Le conclusioni del Comitato Scientifico sul Barometro Alzheimer
Per il Comitato scientifico che ha collaborato al Progetto “Il Barometro rappresenta un primo passo verso la comprensione più ampia della malattia e del suo impatto sul sistema salute”. Il documento infatti fotografa con incisività lo stato attuale fornendo al contempo alle Istituzioni preziose indicazioni preliminari. Solo coinvolgendo tutte le parti in gioco – cittadini e professionisti – è possibile costruire una vera cultura della prevenzione. Come sottolinea a Dire Elisa Costantini, Director Life Sciences and Healthcare di Deloitte, i dati raccolti devono fornire da stimolo per riflettere sulle possibili aree di intervento per vincere le sfide del prossimo futuro.

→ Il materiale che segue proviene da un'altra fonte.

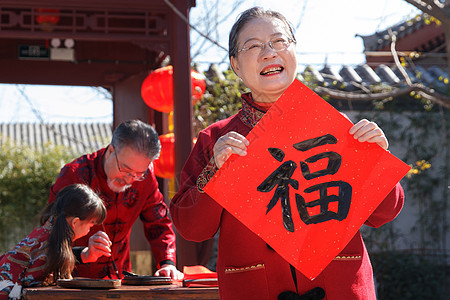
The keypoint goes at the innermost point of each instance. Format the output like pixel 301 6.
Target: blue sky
pixel 325 32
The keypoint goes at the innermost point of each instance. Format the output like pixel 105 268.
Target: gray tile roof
pixel 361 77
pixel 81 137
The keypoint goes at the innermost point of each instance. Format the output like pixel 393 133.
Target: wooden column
pixel 188 253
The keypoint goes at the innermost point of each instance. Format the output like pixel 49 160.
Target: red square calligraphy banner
pixel 306 185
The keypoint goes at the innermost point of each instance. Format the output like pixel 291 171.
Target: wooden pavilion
pixel 108 43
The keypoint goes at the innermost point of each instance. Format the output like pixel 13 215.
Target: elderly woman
pixel 261 51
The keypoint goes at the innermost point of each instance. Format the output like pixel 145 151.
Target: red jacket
pixel 247 268
pixel 25 263
pixel 142 200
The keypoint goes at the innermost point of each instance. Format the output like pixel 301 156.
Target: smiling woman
pixel 54 104
pixel 262 54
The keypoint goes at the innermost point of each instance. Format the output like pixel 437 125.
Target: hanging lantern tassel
pixel 157 88
pixel 47 18
pixel 165 164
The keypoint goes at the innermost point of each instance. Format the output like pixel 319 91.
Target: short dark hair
pixel 139 136
pixel 248 15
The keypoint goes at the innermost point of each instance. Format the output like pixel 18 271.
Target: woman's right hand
pixel 230 143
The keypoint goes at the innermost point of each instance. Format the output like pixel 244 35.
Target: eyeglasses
pixel 137 176
pixel 256 48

Il futuro della ricerca grazie al Barometro Alzheimer
Anche se non esiste oggi una cura in grado di rallentarne la progressione, ma solo farmaci con benefici limitati e molto costosi, la ricerca sull’Alzheimer non si ferma. Dopo le polemiche sull’Aducanumab, medici e scienziati continuano a lavorare su una delle più grandi sfide alla salute pubblica mondiale. Secondo l’Oms sono oltre 55 milioni le persone affette da demenza nel mondo. Un numero destinato a crescere per via dell’invecchiamento della popolazione. In Italia malati e familiari, grazie al Fondo Alzheimer e Demenze istituito dalla Legge di Bilancio 2021, e a strumenti di indagine come la survay appena pubblicata, attendono il futuro con maggiore speranza.